Sim. Arte. Serve para quê?
Valor contemplativo, é isso?! Ficamos tocados ao ouvir uma melodia, observar uma pintura, ouvir uma poesia, assistir a uma peça de teatro... Muitas vezes consideramos "boa arte" aquela que digerimos com facilidade. Ou seja, se a sua estrutura é semelhante a modelos, padrões, que já possuímos, podemos compreendê-la e aceitá-la. Algo como ficarmos em nossa "zona de conforto"... Neste caso, não nos acrescenta nada, mas pode trazer sossego à alma. Seria esta, então, a função da arte, para um indivíduo e para a sociedade? Desculpe, mas me parece muito pouco.
Tenho aprendido que a arte é a expressão de culturas, o retrato de caminhos por elas percorridos e a suspeita de caminhos que elas percorrerão. A arte teria, então, a responsabilidade de prospectar caminhos, propor novas linguagens, novos matizes, novos ritmos. Além de evidenciar a história da cultura de uma sociedade, arte acaba sendo uma forma de vivenciar -experimentar- o futuro, de dar um passo e sentir a firmeza do solo. Claro, se for realmente Arte.
Neste cenário, arte deve instigar a reflexão e, claro, provocar. Chocar.
Sexta-feira, 3 de abril, foi a cerimônia de reabertura do Teatro Municipal de Ilhéus. Estivemos lá para prestigiar o trabalho da Fundação Cultural com apoio da Prefeitura Municipal e da Secretaria Estadual de Cultura. Um teatro repaginado, que já passou por períodos de glória e decadência, mas chega a 2009 com instalações refeitas e com aparência de novo.
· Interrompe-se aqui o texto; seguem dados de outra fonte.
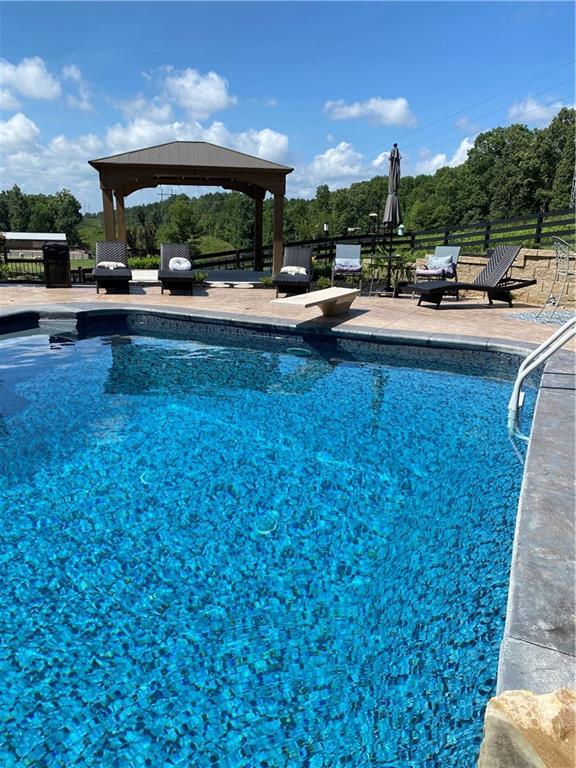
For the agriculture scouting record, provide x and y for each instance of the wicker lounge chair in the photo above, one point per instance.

Diversas apresentações, algumas de grande qualidade: poesia, música, pintura e dança. Com grande destaque, ao final apresentou-se o Grupo de Dança do Teatro Castro Alves, de Salvador. Na platéia, amantes da arte e leigos. Senhoras conservadoras e jovens com ares de ousadia. Políticos e cidadãos. Cultos e ignorantes. Até a apresentação deste grupo, pudemos observar aquela arte da zona de conforto. Músicas e poesias de aceitação fácil, daquelas sobre as quais qualquer um diz:
- Muito bom! Que qualidade, que expressão!
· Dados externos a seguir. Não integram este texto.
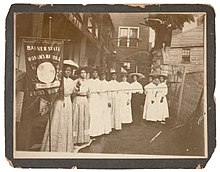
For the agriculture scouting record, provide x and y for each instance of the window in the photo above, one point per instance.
(127, 65)
(185, 55)
(92, 26)
(128, 36)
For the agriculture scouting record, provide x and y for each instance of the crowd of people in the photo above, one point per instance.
(93, 107)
Ou seja: arte "adequada". No entanto, veio a arte que mexe, a arte que cumpre sua potencial função de provocar. Quarenta minutos contínuos de dança contemporânea, que, para muitos, parecia uma total improvisação. Nada de músicas melodiosas, nada de bailarinos apenas jovens e padronizados, nada de cenários e figurinos deslumbrantes.
Ao invés disso, correrias, movimentos ríspidos, descontrolados, chiados e ruídos... Música? Às vezes. Coreografias uniformizadas? De vez em quando. Mas, sim, uma atmosfera de criação, de verdadeira arte. Uma grande novidade, para a maioria dos presentes. Eu vi e participei de eventos há mais de 20 anos, como "100 cidadãos dançantes", de Klauss Vianna, em São Paulo, quando frequentava aulas de J.C. Violla. Violla, Klauss e Ivaldo Bertazzo eram os grandes "inovadores do movimento" naquela época. Fiquei orgulhoso de ver algo semelhante -uma evolução, uma sequência- em minha cidade. É bonito? Não sei, não interessa a subjetividade da beleza. Interessa a função de criar caminhos para a cultura, ao invés de apenas remexer nos caminhos que já foram trilhados...
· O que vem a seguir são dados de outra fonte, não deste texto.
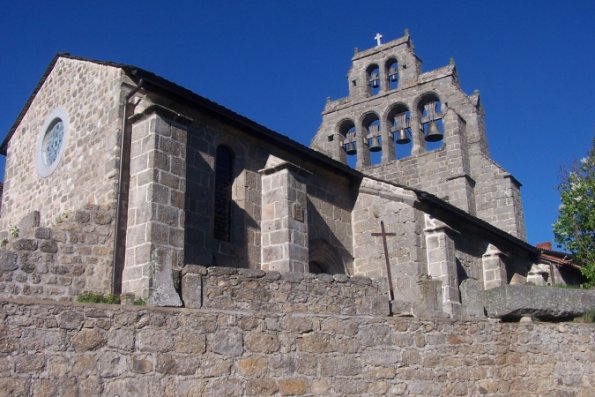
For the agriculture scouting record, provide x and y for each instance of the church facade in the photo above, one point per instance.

Olhando bem, percebia-se claramente o resultado de laboratórios realizados em engenhos e plantações de cana-de-açúcar, e este era o tema: Engenho. Evidenciavam-se os momentos em que todos estavam em sintonia e ritmados, em contraposição à liberdade de movimentos segundos antes e segundos após. O conjunto e o resultado ficou, a meu ver, maravilhoso.
O prêmio a esta arte foi o fato de que algumas pessoas, talvez dez delas, levantaram-se no meio da apresentação e foram embora, com ares de "o quê é isso?!"... Arte que é arte provoca reação e não pode ser unânime.
Parabéns! Vocês fizeram arte!
E você?! Tem feito arte em sua vida? Ou tem apenas repetido velhas fórmulas e conceitos?